Há que adorar as avaliações que Bruxelas faz da execução dos fundos comunitários. Os governos dos Estados-membros já gostam de olhar para os números com óculos de lentes cor-de-rosa, vendo borboletas, unicórnios e cascatas de laranjada em cada canto, mas o executivo comunitário eleva o “wishful thinking” a um nível estratosférico.

Diz a Comissão Europeia que as “reformas” e os investimentos previstos em Portugal ao abrigo do Plano de Recuperação e Resiliência (PRR) podem, num prazo de seis anos, gerar uma riqueza adicional na economia portuguesa na ordem dos seis mil milhões de euros (entre 3% e 3,5% do PIB). Nada mau.

Agora as más notícias: essa riqueza adicional “só” se concretizará se a economia portuguesa fizer um pequenino ajuste, uma insignificância, um soluço impercetível que dá pelo nome de “produtividade aumentada”.

Ora, segundo números do Eurostat, no ranking europeu de produtividade Portugal está no fundo da lista, em 18º numa lista de 20 países na Zona Euro. A produtividade de Portugal representa 72,1% dos níveis registados na Zona Euro, liderada neste capítulo pela Irlanda (216,3%). Abaixo de nós só a Eslováquia (71,1%) e a Grécia (66,4%).

Mas isso pode melhorar agora, nestes seis anos, certo? Talvez não. É que este nível de produtividade de Portugal mantém-se praticamente inalterado, nos 72%, desde 2012, há mais de uma década. Isto apesar dos milhares de milhões de euros de fundos comunitários captados e executados por Portugal anos a fio.
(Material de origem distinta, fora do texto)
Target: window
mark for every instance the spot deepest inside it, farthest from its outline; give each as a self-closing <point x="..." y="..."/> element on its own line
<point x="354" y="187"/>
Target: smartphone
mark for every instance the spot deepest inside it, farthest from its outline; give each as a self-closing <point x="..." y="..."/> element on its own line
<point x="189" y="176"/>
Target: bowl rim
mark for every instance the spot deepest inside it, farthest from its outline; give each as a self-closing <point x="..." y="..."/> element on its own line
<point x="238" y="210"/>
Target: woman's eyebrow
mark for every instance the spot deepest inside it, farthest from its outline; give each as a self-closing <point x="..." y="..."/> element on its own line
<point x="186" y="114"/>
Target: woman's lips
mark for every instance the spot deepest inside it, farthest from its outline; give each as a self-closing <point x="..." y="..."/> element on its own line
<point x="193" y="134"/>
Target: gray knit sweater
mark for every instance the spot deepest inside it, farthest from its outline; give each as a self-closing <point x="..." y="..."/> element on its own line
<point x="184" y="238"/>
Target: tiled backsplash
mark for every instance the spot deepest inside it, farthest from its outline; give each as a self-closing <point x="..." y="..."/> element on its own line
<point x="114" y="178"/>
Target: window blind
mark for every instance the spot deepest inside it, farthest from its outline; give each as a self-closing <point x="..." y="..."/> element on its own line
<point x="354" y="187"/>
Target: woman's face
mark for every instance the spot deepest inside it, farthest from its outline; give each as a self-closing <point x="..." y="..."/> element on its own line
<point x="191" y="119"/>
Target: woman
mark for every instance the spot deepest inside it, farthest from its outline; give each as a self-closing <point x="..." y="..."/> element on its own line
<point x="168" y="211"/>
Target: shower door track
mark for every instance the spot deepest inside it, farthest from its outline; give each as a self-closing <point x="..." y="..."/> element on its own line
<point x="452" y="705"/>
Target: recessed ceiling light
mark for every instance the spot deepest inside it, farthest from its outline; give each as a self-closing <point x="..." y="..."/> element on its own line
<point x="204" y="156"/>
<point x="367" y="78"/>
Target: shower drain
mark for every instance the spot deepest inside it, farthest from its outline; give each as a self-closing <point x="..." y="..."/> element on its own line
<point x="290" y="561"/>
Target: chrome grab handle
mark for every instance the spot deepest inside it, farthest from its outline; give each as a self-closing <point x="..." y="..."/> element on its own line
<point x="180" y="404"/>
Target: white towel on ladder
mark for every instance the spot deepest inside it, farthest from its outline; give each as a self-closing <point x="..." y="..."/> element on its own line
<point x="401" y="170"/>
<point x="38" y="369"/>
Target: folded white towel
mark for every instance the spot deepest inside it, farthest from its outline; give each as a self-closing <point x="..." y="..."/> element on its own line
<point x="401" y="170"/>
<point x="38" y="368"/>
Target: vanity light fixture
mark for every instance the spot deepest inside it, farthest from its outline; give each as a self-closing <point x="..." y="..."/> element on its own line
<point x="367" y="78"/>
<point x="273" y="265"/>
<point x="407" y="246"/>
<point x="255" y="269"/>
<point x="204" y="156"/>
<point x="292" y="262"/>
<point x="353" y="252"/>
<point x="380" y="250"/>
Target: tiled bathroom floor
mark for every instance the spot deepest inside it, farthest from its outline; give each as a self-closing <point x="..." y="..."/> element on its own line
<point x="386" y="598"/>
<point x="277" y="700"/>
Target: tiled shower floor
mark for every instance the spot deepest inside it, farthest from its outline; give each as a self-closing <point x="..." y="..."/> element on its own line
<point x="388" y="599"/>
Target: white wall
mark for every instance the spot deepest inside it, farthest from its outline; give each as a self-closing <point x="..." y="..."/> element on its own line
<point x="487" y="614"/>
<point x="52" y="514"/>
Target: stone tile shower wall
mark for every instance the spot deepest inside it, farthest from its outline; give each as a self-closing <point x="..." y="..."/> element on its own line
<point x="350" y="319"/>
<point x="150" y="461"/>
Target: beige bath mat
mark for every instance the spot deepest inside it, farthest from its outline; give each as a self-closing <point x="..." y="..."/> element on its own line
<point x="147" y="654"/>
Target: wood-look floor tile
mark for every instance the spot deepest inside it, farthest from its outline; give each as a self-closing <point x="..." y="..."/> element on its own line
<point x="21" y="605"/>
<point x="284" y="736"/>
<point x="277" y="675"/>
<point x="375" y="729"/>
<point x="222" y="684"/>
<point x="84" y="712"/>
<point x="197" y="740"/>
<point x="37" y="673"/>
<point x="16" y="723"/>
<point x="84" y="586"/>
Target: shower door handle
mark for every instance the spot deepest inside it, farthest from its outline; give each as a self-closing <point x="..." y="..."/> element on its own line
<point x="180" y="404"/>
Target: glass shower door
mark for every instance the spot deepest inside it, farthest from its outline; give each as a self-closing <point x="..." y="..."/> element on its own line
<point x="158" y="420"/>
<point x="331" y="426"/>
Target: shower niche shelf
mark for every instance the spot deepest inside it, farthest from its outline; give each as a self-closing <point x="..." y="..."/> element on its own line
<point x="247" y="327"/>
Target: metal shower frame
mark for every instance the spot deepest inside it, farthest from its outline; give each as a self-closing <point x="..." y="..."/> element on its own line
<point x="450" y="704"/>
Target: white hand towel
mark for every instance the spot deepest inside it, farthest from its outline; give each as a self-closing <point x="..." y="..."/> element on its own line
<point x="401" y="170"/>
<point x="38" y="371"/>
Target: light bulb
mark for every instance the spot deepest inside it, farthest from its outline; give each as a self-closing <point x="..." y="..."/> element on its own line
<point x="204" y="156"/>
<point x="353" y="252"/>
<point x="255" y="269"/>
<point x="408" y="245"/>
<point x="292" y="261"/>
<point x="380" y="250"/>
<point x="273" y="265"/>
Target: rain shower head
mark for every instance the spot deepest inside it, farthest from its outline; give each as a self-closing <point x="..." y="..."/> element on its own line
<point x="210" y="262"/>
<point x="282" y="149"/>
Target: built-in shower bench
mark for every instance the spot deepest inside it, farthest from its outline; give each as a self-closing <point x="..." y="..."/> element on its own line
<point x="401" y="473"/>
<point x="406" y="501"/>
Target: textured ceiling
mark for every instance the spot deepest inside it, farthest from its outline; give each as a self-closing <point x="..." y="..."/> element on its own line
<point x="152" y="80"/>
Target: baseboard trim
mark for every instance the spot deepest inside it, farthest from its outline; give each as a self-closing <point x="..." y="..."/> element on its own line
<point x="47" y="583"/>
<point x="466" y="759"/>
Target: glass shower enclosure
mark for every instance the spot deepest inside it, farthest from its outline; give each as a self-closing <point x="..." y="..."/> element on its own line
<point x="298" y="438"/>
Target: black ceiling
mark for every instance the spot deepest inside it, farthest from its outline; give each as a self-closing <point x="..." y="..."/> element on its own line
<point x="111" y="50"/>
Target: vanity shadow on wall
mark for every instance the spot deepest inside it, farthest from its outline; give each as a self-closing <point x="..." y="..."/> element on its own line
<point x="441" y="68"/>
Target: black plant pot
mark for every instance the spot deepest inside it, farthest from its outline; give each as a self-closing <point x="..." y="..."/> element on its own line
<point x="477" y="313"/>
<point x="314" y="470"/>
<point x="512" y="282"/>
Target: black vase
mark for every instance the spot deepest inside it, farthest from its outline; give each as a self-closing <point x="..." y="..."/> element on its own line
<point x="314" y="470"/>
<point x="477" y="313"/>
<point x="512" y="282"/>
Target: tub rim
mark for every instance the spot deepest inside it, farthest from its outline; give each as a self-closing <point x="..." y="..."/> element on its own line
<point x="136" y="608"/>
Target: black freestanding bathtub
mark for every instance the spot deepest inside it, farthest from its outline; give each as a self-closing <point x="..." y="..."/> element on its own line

Talvez a questão da produtividade seja demasiado enfadonha para ser introduzida nos debates dos candidatos a primeiro-ministro. Talvez seja mais fácil atirar críticas sobre o aumento ou o corte da carga fiscal. Talvez ninguém queira dizer algo que deveria ser um imperativo nacional: vamos fazer com que Portugal deixe de ser um país da coesão, que recebe fundos comunitários, e vamos torná-lo um país suficientemente produtivo para ser contribuinte.

Vamos estudar cada euro que chegou e verificar em quantos se multiplicou. Vamos ver que projetos foram pedras angulares e quais foram pedras na engrenagem. Vamos pedir responsabilidades e vamos escolher melhor no futuro.

Em vez disto estamos a discutir a avó da Mariana, a fórmula mágica do Paulo para subir os salários, as contradições do Pedro, os tabus do Luís e os rateres de mota do André. Também é necessário, claro, além de divertir. Mas nenhum deles é o ponto essencial.